Applicant: I believe there were no gas chambers, yes. I think as far as I have studied the evidence – I am not going by emotion, I am going by – as far as I have understood the evidence, I think for instance, people who are against what is very widely believed today about ‘the Holocaust’ I think that people, those people, conclude – the revisionists as they are called – I think the most serious conclude that between two and three hundred thousand Jews perished in Nazi concentration camps, but not one of them by gassing in a gas chamber. You may have heard of the Leuchter report? Fred Leuchter was an expert in gas chambers.

Der Spiegel published an article in which the applicant’s statements about the existence of the gas chambers during the Nazi regime were quoted verbatim. Subsequently, a variety of major German newspapers, television and radio stations reported on the applicant’s statements. On 2 October 2012 the Regensburg District Court, at the public prosecutor’s request, issued another penal order against the applicant, finding him guilty of incitement to hatred and sentencing him to 100 day‑fines of EUR 65 each. On appeal by the applicant, the District Court held a main hearing on 16 January 2013. By  judgment of the same date, it convicted the applicant of incitement to hatred and sentenced him to ninety day-fines of EUR 20 each. All appeals were dismissed.

(Alleged) target(s) of speech: Jews

The Court’s assessment of the impugned speech: The Court agreed with the national regional court in relation to its assessment of the applicant’s downplay of genocide, holding that the ECtHR is sensitive to historical contexts and that in this framework, in addition to the leniency of the imposed sentence, the application was manifestly ill-founded.

Important paragraph(s) from the judgment:

Para 26:  The Regional Court, which viewed a recording of the interview excerpt and reproduced its transcript in the judgment verbatim, considered that the applicant explicitly denied the existence of gas chambers and the killing of Jews in those gas chambers under the Nazi regime and explicitly stated that not more than two or three hundred thousand Jews had perished in Nazi concentration camps and had thus downplayed such acts of genocide. It found that the applicant’s denial and downplaying of the genocide perpetrated against the Jews had disparaged the dignity of the Jewish victims and had been capable of severely disturbing the public peace in Germany.

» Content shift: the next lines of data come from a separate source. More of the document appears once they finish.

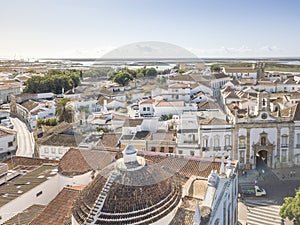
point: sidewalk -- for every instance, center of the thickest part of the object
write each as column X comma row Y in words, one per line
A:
column 249, row 177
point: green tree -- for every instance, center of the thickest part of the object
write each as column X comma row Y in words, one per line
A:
column 64, row 111
column 291, row 208
column 123, row 78
column 181, row 71
column 140, row 75
column 151, row 72
column 54, row 81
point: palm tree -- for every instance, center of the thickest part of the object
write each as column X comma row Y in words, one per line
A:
column 64, row 111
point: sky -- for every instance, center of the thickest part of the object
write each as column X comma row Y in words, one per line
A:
column 207, row 28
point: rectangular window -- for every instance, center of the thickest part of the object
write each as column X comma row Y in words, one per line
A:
column 205, row 142
column 227, row 140
column 162, row 149
column 242, row 143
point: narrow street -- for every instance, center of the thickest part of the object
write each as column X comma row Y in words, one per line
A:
column 25, row 138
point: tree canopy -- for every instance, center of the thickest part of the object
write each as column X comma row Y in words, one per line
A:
column 138, row 73
column 54, row 81
column 291, row 208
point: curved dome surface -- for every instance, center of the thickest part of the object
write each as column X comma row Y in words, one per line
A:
column 130, row 149
column 150, row 50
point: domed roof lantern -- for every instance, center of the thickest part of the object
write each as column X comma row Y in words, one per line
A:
column 130, row 154
column 213, row 179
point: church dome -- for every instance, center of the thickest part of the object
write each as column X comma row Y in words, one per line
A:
column 127, row 193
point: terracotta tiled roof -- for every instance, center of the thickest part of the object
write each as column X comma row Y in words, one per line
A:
column 77, row 162
column 26, row 161
column 147, row 101
column 213, row 121
column 220, row 75
column 164, row 103
column 30, row 105
column 179, row 85
column 183, row 78
column 208, row 105
column 26, row 216
column 132, row 122
column 240, row 70
column 6, row 132
column 61, row 140
column 294, row 109
column 109, row 141
column 58, row 209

The Court finds no reason to disagree with that assessment and considers it noteworthy that the applicant neither distanced himself from the content of those statements nor alleged a wrongful assessment of that content by the German courts.

Para 27: The Court sees no reason to depart from that assessment and reiterates that it has always been sensitive to the historical context of the High Contracting Party concerned when reviewing whether there exists a pressing social need for interference with rights under the Convention and that, in the light of their historical role and experience, States which have experienced the Nazi horrors may be regarded as having a special moral responsibility to distance themselves from the mass atrocities perpetrated by the Nazis…Observing that the applicant’s sentence of ninety day-fines of EUR 20 each was very lenient, the Court finds that the domestic authorities, adducing relevant and sufficient reasons, accordingly did not overstep their margin of appreciation.